Philosophical and then some, but this bent is later transitioned in the earthy Steam Engines:

Keep your engines runnin', love! Cat purring, sleek and sly
Why walk when you can drive the rhythm down—oh my my!
Canteloupe sweet and just as sticky. Dance jiggy, don't deny
Hot floor and now she's kicking the rhythm down—oh my my!
Time to break the floorboards, honey. Hip hop the top hat flies
Leave it all so you can fly the rhythm down—oh my my!
Runnin' runnin' runnin'

That is presaged even more explicitly in the preceding Whistle Daughter Whistle.
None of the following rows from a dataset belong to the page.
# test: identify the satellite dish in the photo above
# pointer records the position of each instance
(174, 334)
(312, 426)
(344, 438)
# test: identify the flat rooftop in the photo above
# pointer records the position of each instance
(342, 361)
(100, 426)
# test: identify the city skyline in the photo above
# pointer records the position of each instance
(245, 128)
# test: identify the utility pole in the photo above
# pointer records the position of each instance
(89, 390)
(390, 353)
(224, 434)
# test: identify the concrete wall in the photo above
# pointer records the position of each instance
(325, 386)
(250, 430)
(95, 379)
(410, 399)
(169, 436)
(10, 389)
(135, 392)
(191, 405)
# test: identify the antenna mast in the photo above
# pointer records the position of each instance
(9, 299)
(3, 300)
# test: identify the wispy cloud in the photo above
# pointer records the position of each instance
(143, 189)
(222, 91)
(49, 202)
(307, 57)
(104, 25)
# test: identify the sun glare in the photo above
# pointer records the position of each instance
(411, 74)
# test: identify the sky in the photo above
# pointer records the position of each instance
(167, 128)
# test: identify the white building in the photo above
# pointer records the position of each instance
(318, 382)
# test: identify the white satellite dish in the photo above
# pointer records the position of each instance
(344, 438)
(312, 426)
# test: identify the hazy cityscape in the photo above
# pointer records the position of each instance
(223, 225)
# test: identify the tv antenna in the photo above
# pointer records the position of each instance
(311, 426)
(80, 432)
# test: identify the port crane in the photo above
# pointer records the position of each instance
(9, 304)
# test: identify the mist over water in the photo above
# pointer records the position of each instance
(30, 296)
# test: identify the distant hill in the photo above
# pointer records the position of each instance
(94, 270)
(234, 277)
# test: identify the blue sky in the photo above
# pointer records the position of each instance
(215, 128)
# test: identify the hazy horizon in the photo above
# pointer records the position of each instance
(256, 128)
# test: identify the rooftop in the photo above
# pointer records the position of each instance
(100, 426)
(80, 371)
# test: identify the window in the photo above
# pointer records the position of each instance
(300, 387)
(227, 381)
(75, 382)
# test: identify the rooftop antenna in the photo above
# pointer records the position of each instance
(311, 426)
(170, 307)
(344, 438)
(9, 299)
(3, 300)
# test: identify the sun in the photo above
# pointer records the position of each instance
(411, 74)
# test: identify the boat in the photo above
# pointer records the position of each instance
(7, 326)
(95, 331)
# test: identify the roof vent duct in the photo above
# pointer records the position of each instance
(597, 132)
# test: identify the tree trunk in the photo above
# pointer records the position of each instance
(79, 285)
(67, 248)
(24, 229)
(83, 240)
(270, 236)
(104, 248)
From Sartre to Nin, quite a shift, but this is what the inspected life must be, one minute studying Voltaire, the next flirting with Casanova. Those of us who can locate mates to share such pleasures are fortunate and rare indeed, God himself only knows, and whether you boast of such excellent luck or share lament over lack, there's more than a little to ponder in this CD's fare. Whence, then, such spirit and acumen as Moria's? Well, she's has worked with Paul Hillier, Ladysmith Black Mambazo, tUnE-yArDs, KITKA, and others and has covered the music topography from Stockhausen to whatever Silas Marner might have penned.

Voice, though, is the center of her world and you get plenty of it here, featuring various choral groups behind her as well as the VOCO ensemble. Woody Guthrie's Deportee is the most modernized cut but also reaches way back to Gregorian and pre-Gregorian days in Smiley's hands, kind of a summation of everything hapening in Laughter out of Tears.